One day I ask a Jesuit mathematician how he squared a life steeped in math with his professed belief in God. He said, "God is the Future." For me, this defines Hope. The orientation serves as a foundational perspective to many challenges we humans face. Pointedly, it invites us to merge curiosity to ubiquitous anxiety. That merger allows people in combat to embrace presence of mind (the antidote to anxiety), courageously embrace curiosity and move forward.

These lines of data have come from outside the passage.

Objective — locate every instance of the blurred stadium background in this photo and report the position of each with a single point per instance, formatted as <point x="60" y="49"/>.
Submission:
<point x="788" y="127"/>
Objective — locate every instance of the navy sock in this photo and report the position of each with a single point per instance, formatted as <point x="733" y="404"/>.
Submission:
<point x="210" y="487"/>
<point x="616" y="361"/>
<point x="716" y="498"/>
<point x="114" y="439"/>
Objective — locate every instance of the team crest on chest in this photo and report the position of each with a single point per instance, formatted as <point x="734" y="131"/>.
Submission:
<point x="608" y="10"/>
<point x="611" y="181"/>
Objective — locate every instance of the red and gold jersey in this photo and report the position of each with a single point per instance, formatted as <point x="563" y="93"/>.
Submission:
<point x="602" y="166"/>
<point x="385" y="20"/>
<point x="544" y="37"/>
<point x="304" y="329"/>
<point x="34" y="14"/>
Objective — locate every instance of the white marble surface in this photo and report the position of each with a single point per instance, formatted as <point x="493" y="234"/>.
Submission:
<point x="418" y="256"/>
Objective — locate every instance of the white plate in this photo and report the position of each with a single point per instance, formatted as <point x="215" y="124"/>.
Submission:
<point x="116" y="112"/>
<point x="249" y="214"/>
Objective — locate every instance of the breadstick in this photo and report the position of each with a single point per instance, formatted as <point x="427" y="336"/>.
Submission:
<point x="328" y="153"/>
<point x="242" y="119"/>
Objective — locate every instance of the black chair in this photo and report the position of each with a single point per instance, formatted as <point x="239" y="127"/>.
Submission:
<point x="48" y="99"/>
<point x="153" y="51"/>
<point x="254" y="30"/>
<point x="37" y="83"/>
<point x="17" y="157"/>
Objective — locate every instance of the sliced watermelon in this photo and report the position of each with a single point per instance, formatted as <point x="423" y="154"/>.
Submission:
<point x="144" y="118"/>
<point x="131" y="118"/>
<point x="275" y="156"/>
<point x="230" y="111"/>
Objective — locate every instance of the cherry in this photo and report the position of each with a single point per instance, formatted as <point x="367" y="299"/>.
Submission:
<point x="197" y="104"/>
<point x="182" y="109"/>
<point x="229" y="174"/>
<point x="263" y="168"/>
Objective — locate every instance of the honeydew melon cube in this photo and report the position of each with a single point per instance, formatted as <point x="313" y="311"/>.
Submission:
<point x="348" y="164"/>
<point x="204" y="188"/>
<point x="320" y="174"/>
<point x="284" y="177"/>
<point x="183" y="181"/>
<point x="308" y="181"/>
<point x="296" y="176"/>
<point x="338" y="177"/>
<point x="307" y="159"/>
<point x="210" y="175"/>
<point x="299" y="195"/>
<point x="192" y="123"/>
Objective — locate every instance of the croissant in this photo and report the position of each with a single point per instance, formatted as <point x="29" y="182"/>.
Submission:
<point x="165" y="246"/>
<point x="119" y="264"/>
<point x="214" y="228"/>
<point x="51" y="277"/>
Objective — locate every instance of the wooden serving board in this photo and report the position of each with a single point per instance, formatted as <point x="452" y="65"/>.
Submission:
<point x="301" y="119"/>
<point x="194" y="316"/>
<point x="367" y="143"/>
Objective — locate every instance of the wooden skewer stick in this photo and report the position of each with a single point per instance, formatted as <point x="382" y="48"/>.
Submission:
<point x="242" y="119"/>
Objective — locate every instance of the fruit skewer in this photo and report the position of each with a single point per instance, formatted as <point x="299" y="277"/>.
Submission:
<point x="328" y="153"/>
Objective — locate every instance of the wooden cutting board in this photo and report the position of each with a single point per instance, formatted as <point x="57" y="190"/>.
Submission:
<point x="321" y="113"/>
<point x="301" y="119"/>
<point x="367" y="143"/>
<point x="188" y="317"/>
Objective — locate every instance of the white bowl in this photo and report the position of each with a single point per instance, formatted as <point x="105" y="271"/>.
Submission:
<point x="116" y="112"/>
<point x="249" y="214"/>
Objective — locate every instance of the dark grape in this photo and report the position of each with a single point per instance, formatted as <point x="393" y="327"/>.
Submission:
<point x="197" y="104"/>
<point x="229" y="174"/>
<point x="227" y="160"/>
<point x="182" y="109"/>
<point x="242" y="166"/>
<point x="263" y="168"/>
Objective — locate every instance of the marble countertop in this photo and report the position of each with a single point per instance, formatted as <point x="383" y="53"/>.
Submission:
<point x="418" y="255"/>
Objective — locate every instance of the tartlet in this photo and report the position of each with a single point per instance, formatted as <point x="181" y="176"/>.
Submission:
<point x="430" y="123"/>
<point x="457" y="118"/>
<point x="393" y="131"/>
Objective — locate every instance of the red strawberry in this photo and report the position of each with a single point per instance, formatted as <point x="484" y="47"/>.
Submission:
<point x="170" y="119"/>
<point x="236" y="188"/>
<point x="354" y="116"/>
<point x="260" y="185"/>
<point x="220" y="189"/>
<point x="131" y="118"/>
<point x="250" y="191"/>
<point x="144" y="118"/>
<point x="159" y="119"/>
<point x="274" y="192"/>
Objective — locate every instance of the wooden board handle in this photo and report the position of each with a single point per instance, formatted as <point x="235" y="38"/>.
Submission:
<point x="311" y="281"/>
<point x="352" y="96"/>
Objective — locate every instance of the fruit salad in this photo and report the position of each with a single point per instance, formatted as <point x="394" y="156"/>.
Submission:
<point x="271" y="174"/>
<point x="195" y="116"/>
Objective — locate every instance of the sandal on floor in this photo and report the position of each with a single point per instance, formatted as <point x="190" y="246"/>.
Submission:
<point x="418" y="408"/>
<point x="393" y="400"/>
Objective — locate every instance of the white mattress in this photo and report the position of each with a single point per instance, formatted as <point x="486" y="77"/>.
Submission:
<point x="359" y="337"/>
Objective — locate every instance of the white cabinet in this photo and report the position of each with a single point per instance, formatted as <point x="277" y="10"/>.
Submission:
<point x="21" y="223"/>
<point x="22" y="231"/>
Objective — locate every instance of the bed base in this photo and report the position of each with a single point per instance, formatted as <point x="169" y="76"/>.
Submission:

I like the combat analogy for the perspective it brings to life's white-light, boom-boom blare of the adrenalin-fueled panic Fate delights in dealing. I stuttered through much of life - hence my acute, heart-pounding "panic cred." My experience is that intellectual isolation is artful. It isn't always useful though; and the experience often creates a destructive loop - like scratching a bleeding itch.
Ironically, it is often art that breaks the cycle, and an artist's sensitivity that allows the healing in. Kudos to you for that intellectual leap.
Guitarist/Singer Jimi Hendrix gave me this life-bridge in Axis Bold As Love: "I'm the one who has to die when it comes time for me to die, so let me live my life the way I want to." There's logic in living life within death's perspective. It isn't really a morbid or romantic notion. It's just a motivational framework to shine some light on our darker corners.
Balance:
Carl Orff - "Carmina Burana" (I love this)
"O Fortune,
Like the moon
You are changeable,
ever waxing and waning.
Hateful life, first oppresses,
and then soothes as fancy takes it;
poverty, and power it melts them like ice.
Fate - monstrous and empty,
you whirling wheel, you are malevolent,
well-being is in vain and always fades to nothing,
shadowed and veiled you plague me too;
now through the game
I bring my bare back
To your villainy.
Fate is against me in health and virtue,
driven on and weighted down,
always enslaved.
So at this hour without delay
pluck the vibrating strings;
since Fate strikes down the strong man,
everyone weep with me..."
Most of us live afloat somewhere between Orff and Rodgers and Hammerstein's Maria singing her "Sound of Music" (I won't quote it. Relax). We're responsible to keep curiosity alive, and stop digging when life tries to refill our foxhole. It's courageous to know what we know, trust Fate, relight our curiosity, embrace the numinous nature of artistic inspiration, move out and move on. People need us!